The properties needed:
(i) $v(f/g) = \infty$ if and only if $f/g = 0$.
(ii) $v\Bigl((f/g)\cdot (p/q)\Bigr) = v(f/g) + f(p/q)$
(iii) $v\Bigl((f/g) + (p/q)\Bigr) \geq \min(v(f/g),v(p/q))$
The first two properties were easy, but I run into the following difficulty with the 3rd.
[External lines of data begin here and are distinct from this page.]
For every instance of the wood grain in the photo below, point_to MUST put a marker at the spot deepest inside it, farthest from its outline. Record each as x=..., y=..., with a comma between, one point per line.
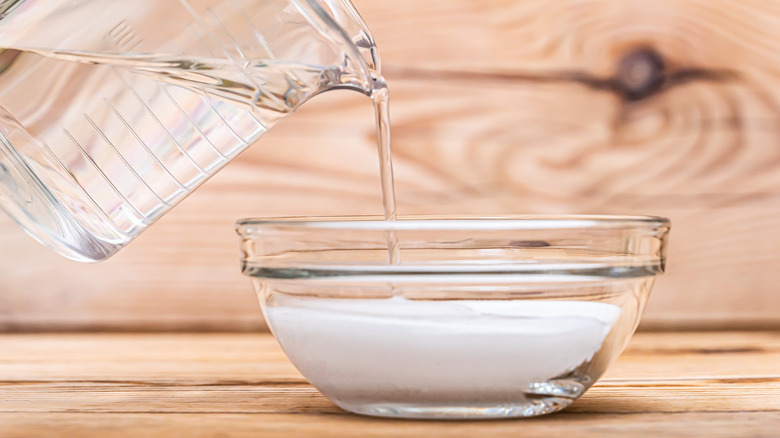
x=675, y=384
x=599, y=106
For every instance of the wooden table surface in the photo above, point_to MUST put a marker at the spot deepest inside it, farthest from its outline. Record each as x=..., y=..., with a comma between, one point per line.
x=235, y=385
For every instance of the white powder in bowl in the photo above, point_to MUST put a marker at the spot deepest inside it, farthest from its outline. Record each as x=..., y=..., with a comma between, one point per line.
x=400, y=351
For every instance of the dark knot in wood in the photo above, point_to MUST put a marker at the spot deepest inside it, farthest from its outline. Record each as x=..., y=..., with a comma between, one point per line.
x=640, y=73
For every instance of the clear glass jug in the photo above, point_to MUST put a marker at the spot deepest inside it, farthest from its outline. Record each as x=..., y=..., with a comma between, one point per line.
x=112, y=111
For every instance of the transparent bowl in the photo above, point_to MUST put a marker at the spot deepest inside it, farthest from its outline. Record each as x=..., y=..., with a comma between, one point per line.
x=481, y=317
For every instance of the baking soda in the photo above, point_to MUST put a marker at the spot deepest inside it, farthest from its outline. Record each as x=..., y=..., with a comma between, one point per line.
x=364, y=351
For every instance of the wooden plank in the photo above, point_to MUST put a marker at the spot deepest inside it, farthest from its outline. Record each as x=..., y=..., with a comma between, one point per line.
x=498, y=107
x=675, y=384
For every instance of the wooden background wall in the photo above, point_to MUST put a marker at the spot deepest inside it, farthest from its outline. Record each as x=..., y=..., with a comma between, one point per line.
x=666, y=107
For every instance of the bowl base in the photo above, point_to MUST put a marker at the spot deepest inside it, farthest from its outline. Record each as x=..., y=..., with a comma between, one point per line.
x=430, y=411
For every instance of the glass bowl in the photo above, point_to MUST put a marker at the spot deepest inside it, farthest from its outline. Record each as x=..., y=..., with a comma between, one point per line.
x=476, y=318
Assume wlog that $v(f/g)\leq v(p/q)$.
I have $v\Bigl((f/g) + (p/q)\Bigr) = v\Bigl((fq + pg)/gq\Bigr) = \deg(fq + pg) - \deg(gq)$.
I somehow need to get $\deg(fq + pg) \geq \deg(fq)$, and then I can finish the chain to get what I want.
I feel like the following argument "almost" works.
Since $\deg(f/g)\leq \deg(p/q)$, then I think that $\deg(fq)\leq \deg(pg)$.
If the latter inequality were strict, then I would KNOW that (1) $\deg(fq)\leq \deg(fq + pg)$.
But if equality holds, I don't know how to deal with something like the following possibility.
$f(x)q(x) = x^2 - 1$, $p(x)g(x) = -x^2$, then this violates $(1)$.